On Thu, 12 Mar 2026 11:09:38 GMT, Eirik Bjørsnøs <[email protected]> wrote:
>> This PR optimizes string concatenation in `URL::toExternalForm`. This method
>> is called by `URL:toString` and executes often enough to be noticed during
>> startup / classloading profiling. It was previously optimized in JDK 10 via
>> JDK-8193034, but we can do more.
>>
>> Key observations:
>>
>> * The current method concatenates concatenated strings. We can get away with
>> less by flattening and concatenating once per call.
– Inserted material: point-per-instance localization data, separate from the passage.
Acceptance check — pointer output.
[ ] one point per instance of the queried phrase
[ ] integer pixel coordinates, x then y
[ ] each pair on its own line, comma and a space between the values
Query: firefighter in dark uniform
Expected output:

>> * The current method does not take advantage of the fact that most URL
>> components are optional and several are commonly not present. We can
>> specialize for those cheaper common concatenations.
>>
>> This PR reduces runtime with 60% or more, depending on present URL
>> components. (Benchmark results in first comment). I also ran the benchmark
>> with compilation excluded and found no regressions for the interpreter case.
>>
>> Working on this PR revealed that current tests miss coverage for the case
>> where a query or ref component is the empty string. Some new test cases are
>> added to `Constructor.java`. Otherwise, `URL::toString` seems well tested by
>> current tests.
>>
>> Performance refactoring, `noreg-perf`.
>
> Eirik Bjørsnøs has updated the pull request incrementally with seven
> additional commits since the last revision:
>
> - Add comment explaining why method is fast
> - Give up on vertical alignment
> - Shorten fast paths by using a ternary operator
> - Boolean locals for optionality allows tighter code
> - Fast paths can be moved to top of method
> - Add test cases for URLs with empty (blank, but non null) query and ref
> components
> - Fix regression caused by treating blank query or ref as not present
Tier 1-2 is clear on d19db35a4bb.
I'm able to reproduce the following improvements on Linux x64:
| `master` (5e588085e9c) | PR (d19db35a4bb) | Improvement |
|------------------------:|-----------------:|------------:|
| 26.413 | 11.633 | 2.271 |
| 44.212 | 15.910 | 2.779 |
| 44.562 | 16.353 | 2.725 |
| 53.224 | 21.499 | 2.476 |
| 33.721 | 15.291 | 2.205 |
| 55.265 | 19.915 | 2.775 |
| 55.399 | 20.504 | 2.702 |
| 64.569 | 24.313 | 2.656 |
Dropped some minor remarks, but I see no showstoppers.
4a11d5ed25f yields the following improvement on my local `linux-x64`:
(auth) (query) (ref) Mode Cnt Score Error Units PR-Score PR-Score%
false false false avgt 15 26.413 ± 0.418 ns/op 13.662 1.933
false false true avgt 15 44.212 ± 0.994 ns/op 15.706 2.815
false true false avgt 15 44.562 ± 1.009 ns/op 16.760 2.659
false true true avgt 15 53.224 ± 0.896 ns/op 19.778 2.691
true false false avgt 15 33.721 ± 1.173 ns/op 15.567 2.166
true false true avgt 15 55.265 ± 1.275 ns/op 19.479 2.837
true true false avgt 15 55.399 ± 1.102 ns/op 19.418 2.853
true true true avgt 15 64.569 ± 1.295 ns/op 23.059 2.800
@eirbjo, thanks so much for the contribution. AFAICT, you can remove the
`Draft` label. In the meantime, I'm running Tier 1-2 against 4a11d5ed25f.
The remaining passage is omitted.